Throttle House calls it “the last great BMW M car.” The extra output means the CS “absolutely flies,” Evo reports, and even with the optional Michelin tires, it’s “a very fluid car to drive.” The M2 CS is easier to handle than the M4, Evo reports, and in Comfort Mode, delivers decent ride quality. And the steering has fond echoes of past BMWs, Motor1 reports. It’s simply a fun car to drive.
Admittedly, it’s not perfect. The 6-speed manual’s throws are on the long side, Motor1 reports, and the clutch is a bit too light. The interior, though it has plenty of carbon fiber and Alcantara, isn’t exactly on the near-$100,000 level. And Evo reports the carbon-ceramic brakes aren’t quite a match for Porsche’s best. Though admittedly, while the similarly-priced 718 Cayman GT4 is an even more focused sports car, it’s also a noticeably less-pleasant daily-driver.
Is it worth considering over the standard car?
Speaking of price, that’s arguably the BMW M2 CS’s biggest problem. True, it feels a bit more controlled than the standard M2 Competition, and in some ways, more special. But unless you’re on a track or flying down a back road, the difference is “subtle,” Roadshow reports. And again, as a daily-drivable sports car, the M2 Competition is an excellent choice, Roadshow and Automobile report.
So, is the BMW M2 CS worth buying over the M2 Competition? That’s the near-$25,000 question—and the answer is, perhaps unsatisfyingly, it depends.
If you want a fairly comfortable sports car that can handle commuting duties, the cheaper M2 Competition will likely be the more logical choice. Not to mention easier to find. According to “’ a source close to the company,’” only about 400 CS models will make it to the US, Autoblog reports.

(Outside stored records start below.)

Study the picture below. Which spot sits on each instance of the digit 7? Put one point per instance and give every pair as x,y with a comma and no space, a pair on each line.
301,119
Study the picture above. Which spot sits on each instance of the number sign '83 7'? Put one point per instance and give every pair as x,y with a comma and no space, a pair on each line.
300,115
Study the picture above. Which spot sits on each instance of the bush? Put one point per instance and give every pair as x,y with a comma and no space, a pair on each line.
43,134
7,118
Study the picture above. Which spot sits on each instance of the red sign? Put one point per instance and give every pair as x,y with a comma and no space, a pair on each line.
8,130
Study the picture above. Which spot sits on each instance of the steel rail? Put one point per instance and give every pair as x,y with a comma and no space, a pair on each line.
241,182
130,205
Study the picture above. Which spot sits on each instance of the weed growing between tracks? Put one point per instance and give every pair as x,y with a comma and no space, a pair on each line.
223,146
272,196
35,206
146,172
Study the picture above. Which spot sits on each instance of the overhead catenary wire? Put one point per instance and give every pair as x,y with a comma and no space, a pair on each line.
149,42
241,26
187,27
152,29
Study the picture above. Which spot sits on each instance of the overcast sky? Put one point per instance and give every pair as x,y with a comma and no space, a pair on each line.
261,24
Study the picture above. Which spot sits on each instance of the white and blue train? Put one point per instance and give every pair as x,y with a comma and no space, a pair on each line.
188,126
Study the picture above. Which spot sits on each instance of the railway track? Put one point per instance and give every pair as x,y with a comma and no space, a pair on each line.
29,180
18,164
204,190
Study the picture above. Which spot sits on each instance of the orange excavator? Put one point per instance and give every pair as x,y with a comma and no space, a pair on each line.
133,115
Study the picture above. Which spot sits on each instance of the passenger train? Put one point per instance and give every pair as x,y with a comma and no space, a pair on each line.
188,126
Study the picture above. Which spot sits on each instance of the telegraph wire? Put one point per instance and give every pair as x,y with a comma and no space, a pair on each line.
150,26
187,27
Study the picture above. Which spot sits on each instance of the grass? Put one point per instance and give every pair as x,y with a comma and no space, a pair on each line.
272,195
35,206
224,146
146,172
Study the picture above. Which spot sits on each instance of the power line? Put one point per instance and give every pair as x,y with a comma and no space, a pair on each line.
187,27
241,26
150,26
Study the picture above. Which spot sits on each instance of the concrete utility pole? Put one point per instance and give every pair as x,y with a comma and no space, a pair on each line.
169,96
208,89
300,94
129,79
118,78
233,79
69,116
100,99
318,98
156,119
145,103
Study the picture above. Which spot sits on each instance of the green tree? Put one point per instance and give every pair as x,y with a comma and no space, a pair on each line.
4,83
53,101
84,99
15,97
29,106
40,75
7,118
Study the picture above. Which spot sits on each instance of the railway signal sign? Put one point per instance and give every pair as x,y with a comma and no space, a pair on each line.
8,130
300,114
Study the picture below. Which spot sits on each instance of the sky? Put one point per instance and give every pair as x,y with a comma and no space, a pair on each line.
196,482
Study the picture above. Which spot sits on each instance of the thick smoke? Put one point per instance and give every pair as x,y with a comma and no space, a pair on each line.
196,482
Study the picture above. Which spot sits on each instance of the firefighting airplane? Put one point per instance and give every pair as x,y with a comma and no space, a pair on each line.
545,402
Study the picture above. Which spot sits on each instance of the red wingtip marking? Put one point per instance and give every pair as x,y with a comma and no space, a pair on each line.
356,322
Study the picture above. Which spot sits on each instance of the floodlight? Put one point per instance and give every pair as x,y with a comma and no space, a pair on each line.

However, these CS sentiments bring to mind similar notions expressed about the 1 Series M Coupe. Like the BMW M2 CS, it was a limited-run car with parts borrowed from more expensive M models. And today, it’s one of the most sought-after modern BMWs on the used market.
That might be the best way to justify why someone would pick the M2 CS over the M2 Competition. As with M cars of the past, you have to drive it to understand.